Ketika kita sebagai seorang
yang beragama dengan kewajiban meyakini agama kita adalah sebagai yang paling
benar, maka kita akan memaklumi akan perbedaan sikap antara boleh dan tidaknya
mengakui perayaan agama lain atau memberikan “ucapan selamat” atasnya. Tetapi
menjadi lain lagi ketika perbedaan itu muncul di antara umat yang seagama dalam
sebuah topik perayaan agama tersebut. Maulid Nabi Muhammad SAW, misalnya, yang
di antara umat Islam sendiri masih terdapat perbedaan pendapat boleh tidaknya,
meski suara yang tidak membolehkannya sangatlah sedikit.
Tentu, kenyataan yang
demikian ini, seakan telah menguras banyak tenaga, pikiran juga waktu,
khususnya bagi umat Islam sendiri sebagai agama mayoritas di negeri ini, yang
semestinya harus mampu memberikan kedamaian bagi siapapun, tidak hanya yang seagama,
melainkan juga yang berbeda agama, bahkan seluruh kehidupan semesta,
sebagaimana misi Islam sendiri yang rahmatan lil ‘alamin.
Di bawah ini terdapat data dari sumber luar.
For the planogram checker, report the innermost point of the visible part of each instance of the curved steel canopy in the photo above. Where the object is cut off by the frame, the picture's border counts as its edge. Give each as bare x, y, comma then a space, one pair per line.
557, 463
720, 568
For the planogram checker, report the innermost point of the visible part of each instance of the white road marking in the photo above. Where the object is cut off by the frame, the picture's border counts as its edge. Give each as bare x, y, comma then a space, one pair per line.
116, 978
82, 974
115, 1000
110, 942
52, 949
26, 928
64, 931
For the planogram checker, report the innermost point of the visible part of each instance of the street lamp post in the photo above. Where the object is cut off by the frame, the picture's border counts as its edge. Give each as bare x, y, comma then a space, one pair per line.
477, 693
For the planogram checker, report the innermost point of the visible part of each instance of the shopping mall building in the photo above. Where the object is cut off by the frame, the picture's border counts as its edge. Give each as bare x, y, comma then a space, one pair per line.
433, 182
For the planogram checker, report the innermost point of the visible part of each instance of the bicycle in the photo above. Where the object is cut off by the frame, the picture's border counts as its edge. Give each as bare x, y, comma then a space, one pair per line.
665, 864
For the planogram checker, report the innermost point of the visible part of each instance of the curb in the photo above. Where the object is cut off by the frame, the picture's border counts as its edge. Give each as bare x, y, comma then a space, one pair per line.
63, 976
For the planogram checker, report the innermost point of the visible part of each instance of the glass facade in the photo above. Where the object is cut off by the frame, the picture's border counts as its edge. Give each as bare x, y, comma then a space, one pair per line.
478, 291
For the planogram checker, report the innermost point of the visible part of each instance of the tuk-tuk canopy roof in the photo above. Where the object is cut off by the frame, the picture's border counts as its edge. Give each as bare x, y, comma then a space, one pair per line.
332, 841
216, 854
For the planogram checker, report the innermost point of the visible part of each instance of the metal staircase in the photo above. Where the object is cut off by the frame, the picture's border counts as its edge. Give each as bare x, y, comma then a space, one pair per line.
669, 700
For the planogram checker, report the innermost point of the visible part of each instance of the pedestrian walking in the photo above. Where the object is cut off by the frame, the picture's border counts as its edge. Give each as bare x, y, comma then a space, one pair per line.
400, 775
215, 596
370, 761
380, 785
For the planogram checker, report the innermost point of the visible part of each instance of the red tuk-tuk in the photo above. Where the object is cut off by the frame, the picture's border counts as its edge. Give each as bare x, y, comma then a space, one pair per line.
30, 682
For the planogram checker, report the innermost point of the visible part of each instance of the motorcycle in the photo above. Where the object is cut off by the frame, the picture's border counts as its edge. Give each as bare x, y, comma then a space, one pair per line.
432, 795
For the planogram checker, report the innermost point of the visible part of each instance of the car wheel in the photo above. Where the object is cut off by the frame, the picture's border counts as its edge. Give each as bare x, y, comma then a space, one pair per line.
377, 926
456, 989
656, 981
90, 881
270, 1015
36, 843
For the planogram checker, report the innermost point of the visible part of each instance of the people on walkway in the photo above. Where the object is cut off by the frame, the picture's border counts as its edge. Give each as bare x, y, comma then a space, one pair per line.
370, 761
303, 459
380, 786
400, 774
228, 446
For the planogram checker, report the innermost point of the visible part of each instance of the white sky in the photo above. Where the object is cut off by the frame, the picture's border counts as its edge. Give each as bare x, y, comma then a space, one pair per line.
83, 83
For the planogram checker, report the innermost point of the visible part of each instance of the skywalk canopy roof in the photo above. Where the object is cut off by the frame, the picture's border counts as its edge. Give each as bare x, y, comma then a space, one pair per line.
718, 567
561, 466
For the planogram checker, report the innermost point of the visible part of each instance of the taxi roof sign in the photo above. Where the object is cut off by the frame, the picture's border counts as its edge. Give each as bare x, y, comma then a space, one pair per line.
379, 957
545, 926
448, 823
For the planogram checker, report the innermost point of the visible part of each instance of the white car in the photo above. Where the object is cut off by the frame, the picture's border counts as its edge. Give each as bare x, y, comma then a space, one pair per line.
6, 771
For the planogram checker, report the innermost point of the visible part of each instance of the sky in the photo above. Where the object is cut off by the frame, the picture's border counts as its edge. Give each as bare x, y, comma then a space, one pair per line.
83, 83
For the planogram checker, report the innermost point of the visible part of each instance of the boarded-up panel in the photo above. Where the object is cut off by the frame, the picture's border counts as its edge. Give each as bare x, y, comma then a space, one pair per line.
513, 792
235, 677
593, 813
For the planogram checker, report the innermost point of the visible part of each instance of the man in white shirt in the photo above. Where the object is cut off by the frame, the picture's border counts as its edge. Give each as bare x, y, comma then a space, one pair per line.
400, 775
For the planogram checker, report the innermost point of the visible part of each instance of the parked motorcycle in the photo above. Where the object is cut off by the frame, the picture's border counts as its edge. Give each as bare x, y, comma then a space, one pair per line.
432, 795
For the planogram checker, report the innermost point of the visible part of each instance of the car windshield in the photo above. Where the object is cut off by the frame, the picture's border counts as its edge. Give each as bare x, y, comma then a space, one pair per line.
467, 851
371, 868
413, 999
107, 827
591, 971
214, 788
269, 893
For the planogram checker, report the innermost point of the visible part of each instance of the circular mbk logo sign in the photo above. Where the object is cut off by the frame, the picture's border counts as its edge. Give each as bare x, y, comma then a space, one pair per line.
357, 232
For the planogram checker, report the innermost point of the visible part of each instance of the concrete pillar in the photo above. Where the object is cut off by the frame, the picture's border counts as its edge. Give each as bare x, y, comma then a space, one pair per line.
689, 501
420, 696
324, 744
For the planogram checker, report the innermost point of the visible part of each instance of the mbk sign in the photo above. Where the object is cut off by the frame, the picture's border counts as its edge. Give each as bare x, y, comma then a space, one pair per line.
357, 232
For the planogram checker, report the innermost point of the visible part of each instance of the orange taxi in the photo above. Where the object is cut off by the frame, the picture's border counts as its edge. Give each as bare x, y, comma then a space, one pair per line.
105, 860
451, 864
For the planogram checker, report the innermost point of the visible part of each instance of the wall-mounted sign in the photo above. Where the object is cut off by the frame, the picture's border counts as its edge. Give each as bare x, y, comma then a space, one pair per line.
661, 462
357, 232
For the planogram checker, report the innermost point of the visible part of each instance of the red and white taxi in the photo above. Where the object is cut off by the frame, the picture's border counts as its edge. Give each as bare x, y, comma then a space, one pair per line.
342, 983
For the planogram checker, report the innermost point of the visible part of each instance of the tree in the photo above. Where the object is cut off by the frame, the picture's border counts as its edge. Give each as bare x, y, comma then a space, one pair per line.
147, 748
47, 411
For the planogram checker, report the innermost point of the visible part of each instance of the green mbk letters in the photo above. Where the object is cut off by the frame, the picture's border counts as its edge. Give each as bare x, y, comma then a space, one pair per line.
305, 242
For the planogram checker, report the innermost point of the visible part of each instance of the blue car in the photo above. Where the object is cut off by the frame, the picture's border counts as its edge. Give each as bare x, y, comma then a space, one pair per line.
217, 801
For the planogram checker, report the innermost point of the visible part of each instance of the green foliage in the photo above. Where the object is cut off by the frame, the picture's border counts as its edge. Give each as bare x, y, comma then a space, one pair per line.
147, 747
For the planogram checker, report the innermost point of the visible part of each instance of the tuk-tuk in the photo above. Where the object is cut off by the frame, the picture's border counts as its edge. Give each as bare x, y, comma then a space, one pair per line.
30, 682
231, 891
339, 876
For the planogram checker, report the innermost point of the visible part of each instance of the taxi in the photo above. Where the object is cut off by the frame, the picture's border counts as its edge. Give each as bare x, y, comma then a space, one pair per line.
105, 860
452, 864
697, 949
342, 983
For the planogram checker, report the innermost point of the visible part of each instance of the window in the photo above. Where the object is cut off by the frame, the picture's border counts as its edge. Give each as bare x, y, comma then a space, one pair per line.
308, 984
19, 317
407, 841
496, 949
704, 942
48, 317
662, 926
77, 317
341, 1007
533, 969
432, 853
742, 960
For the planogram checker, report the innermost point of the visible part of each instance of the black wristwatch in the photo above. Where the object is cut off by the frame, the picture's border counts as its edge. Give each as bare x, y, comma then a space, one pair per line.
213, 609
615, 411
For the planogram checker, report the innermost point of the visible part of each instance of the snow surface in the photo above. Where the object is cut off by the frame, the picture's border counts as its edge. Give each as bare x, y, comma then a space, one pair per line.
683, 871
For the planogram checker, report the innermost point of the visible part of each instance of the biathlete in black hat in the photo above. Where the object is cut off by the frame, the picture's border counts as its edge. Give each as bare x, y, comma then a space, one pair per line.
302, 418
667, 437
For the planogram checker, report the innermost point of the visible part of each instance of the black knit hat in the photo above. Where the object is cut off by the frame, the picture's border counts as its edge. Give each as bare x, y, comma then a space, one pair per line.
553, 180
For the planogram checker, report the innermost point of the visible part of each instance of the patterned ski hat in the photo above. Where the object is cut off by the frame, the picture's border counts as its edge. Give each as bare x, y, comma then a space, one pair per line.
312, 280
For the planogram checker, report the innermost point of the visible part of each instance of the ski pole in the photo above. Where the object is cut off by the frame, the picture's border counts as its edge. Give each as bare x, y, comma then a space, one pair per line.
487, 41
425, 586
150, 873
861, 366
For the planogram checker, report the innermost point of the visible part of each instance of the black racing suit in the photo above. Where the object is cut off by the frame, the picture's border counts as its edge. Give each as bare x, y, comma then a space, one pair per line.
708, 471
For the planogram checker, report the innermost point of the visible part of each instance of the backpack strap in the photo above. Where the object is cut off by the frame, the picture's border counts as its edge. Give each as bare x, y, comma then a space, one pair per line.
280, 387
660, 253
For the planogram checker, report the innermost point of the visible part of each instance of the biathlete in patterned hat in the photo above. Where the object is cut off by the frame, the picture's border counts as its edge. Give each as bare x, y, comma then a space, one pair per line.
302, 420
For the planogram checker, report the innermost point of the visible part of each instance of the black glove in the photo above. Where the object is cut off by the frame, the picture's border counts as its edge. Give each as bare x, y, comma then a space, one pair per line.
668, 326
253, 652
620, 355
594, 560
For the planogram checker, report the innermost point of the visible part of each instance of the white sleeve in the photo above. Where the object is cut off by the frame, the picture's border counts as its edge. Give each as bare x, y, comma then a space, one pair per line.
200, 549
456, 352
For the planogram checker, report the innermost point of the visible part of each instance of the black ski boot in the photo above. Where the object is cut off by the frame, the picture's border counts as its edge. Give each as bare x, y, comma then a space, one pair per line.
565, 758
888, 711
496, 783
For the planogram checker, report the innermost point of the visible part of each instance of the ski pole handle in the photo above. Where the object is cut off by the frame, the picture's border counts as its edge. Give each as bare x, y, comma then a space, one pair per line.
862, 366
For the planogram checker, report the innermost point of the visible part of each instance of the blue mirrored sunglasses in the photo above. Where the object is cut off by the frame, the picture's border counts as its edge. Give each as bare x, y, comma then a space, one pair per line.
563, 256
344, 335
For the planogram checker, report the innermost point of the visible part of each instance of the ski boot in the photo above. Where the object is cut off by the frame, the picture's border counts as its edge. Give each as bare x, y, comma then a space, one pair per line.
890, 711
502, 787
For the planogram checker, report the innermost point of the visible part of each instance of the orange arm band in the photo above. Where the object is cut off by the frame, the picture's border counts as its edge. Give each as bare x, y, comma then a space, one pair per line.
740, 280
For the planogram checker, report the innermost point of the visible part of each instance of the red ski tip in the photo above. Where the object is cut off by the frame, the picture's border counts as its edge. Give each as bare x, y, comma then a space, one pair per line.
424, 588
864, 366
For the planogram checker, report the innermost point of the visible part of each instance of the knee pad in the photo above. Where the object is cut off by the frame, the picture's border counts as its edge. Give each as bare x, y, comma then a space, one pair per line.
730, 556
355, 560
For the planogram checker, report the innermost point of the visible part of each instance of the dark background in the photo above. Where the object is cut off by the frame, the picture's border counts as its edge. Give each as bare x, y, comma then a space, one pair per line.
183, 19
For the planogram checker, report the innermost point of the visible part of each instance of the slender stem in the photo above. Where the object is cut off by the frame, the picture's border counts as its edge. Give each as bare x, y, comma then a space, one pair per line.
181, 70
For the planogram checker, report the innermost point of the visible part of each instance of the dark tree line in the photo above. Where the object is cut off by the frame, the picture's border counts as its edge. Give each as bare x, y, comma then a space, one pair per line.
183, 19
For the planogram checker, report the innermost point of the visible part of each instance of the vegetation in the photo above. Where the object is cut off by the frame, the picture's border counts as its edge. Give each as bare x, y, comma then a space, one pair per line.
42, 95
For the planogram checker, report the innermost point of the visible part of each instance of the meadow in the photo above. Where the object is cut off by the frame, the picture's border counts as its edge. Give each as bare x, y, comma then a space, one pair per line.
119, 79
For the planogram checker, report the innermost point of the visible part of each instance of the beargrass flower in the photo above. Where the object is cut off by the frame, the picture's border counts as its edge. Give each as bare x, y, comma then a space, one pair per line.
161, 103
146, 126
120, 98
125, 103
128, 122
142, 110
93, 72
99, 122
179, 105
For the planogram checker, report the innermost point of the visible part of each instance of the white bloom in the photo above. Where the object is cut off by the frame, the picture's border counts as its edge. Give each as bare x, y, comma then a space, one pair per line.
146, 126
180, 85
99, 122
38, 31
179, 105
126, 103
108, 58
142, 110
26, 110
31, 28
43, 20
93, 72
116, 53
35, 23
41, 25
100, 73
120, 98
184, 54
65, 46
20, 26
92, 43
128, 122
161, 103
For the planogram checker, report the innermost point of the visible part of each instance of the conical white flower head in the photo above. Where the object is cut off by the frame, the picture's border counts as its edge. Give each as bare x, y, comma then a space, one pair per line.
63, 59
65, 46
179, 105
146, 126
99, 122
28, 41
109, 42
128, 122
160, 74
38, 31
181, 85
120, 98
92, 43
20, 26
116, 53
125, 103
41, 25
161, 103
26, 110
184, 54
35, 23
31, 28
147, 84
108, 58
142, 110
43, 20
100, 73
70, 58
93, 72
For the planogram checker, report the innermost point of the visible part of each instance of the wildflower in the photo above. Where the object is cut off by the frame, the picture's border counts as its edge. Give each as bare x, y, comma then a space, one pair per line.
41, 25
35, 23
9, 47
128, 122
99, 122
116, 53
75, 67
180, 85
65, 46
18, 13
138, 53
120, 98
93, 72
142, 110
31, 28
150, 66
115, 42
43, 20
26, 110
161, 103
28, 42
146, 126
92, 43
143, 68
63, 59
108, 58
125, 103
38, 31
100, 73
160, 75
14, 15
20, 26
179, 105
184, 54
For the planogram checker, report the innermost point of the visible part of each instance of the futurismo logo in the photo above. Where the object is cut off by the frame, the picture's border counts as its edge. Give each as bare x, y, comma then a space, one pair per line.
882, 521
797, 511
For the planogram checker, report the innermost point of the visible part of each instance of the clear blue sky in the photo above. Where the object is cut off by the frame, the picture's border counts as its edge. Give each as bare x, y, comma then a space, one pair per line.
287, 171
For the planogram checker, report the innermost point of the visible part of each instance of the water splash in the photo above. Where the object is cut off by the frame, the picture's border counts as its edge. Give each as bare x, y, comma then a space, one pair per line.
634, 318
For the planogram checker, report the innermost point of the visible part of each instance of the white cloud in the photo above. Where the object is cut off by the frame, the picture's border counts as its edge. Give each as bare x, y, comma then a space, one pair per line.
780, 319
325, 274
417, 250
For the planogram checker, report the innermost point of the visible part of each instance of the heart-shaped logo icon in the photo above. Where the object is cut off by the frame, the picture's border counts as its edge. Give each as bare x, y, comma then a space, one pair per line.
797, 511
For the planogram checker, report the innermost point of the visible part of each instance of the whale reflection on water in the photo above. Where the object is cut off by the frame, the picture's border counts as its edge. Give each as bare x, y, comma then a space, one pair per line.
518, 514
Bukankah sebaik-baik
manusia adalah yang paling bermanfaat bagi sesamanya? Dan bukankah juga
orang-orang Islam yang sesungguhnya adalah yang manusia lain selamat dari lisan
dan perbuatannya?
Dan disadari atau tidak,
kerapkali konsentrasi kita terfokus pada urusan-urusan besar yang tidak jarang
malah mengabaikan hal-hal kecil yang sesungguhnya memiliki dampak luar biasa
bagi keberlangsungan hidup di akhirat kelak. Misalnya saja, pernahkah kita
memperhatikan toilet-toilet yang berada di masjid atau musholla itu? Bagaimana
bisa secara kompak tempat kencing kaum prianya didesain untuk kencing dengan
cara berdiri? Kemudian pernahkah kita mendengar ada yang menfatwakan desain
tempat kencing yang semacam itu sebagai perbuatan haram? Padahal adab buang
hajat termasuk kencing yang diajarkan Rosulullah SAW adalah dengan cara jongkok.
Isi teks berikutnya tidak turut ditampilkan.